WOW! $FXCM says clients experienced significant losses, generating negative equity balances of $225m owed to FXCM
— Shane Blackmon (@shaneblackmon) January 16, 2015
After crashing 15% during the day, $FXCM crashed another 12% after hours. And that's before the latest announcement.
— Joseph Weisenthal (@TheStalwart) January 16, 2015
That's on top of this:HOT Foreign Exchange Brokerage Firm Shuts Down Because of Swiss National Bank Policy Move; Does Not Have the Ability to Reimburse Losses From Trades Not Exited
This:
The Geniuses at Goldman Sachs Blow Up Some Client Accounts
And this:
Now Indications Saxo Bank Clients Are Going to Take a Hit Because of Swiss Central Bank Move
NOTE: Trend followers who do not understand the fundamentals of a trade and how it can reverse are always vulnerable to these blow ups. At the EPJ Daily Alert, I am predicting a year of such blow ups.

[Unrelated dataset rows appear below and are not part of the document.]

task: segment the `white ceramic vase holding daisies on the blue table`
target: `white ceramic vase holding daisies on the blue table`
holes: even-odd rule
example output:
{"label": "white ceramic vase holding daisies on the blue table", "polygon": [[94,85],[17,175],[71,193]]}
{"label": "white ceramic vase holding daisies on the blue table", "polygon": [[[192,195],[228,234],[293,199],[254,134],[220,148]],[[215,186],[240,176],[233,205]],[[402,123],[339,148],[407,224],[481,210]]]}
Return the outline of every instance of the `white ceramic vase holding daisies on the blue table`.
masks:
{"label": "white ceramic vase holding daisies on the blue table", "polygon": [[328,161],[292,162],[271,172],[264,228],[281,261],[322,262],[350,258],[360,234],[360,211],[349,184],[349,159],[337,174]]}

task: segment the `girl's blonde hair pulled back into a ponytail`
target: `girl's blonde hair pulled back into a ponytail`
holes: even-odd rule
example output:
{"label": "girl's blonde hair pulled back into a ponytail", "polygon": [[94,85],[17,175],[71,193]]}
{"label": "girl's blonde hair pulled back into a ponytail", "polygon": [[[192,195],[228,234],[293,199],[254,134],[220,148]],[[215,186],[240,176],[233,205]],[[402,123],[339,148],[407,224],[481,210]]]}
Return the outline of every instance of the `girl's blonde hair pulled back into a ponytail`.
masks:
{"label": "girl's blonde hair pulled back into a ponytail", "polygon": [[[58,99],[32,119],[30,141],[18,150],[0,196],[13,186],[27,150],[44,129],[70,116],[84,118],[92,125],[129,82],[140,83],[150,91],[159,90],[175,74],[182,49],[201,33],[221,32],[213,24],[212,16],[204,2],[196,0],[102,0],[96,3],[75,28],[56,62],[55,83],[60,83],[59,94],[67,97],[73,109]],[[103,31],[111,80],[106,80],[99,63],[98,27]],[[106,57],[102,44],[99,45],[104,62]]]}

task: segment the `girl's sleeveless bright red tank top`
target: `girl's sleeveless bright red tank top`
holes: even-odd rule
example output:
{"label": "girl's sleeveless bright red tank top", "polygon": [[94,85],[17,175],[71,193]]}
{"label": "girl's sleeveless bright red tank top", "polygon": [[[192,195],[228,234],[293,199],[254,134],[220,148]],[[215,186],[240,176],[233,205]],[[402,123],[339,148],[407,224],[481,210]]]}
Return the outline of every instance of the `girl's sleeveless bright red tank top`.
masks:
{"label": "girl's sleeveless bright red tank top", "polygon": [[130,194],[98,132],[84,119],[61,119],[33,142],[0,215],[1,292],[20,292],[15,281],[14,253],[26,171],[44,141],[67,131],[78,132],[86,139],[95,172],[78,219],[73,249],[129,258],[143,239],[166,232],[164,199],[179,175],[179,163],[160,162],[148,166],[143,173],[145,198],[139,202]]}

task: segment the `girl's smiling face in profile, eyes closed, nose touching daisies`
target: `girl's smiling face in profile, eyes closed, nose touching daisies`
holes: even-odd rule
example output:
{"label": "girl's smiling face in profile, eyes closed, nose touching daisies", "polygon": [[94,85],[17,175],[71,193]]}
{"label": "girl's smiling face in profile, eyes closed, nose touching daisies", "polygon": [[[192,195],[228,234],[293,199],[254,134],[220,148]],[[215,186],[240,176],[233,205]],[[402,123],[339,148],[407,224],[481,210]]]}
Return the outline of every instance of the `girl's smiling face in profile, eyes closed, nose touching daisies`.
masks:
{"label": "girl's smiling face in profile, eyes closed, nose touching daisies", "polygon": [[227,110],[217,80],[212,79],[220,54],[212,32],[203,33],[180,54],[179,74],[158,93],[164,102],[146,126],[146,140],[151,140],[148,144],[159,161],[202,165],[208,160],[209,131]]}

On Monday, just days before the Swiss Bank announcement, I wrote in the ALERT:
I continue to expect kaleidoscopic changes in 2015, These will be surprise changes that will shock most.... But because of the kaleidoscopic nature of some of the changes, it is going to be very difficult to recognize them all in advance. Thus, I am continuing to recommend high levels of cash at this time (Money market funds, cash at banks, Treasury bills). TIPS are also good at current prices. Cash levels of aprox. 50% should be maintained.I then went on to identify some areas where I do expect some of the surprises might occur.
On Tuesday, I wrote in the ALERT:
I also expect major SURPRISE moves in markets later this year and want to keep a lot of powder dry to take advantage of opportunities that might emerge because of the surprise moves. It is always tempting to be fully in the market, but some time it is best to have plenty of sideline cash when major changes could occur--as I expect they will in 2015.
The Swiss central bank move is just the beginning. The entire financial sector is very unstable at present. The current financial structure is lulling many traders and investors into very bad positions. The trend followers are going to get wiped out in 2015. It is time to understand the fundamentals behind current market activity.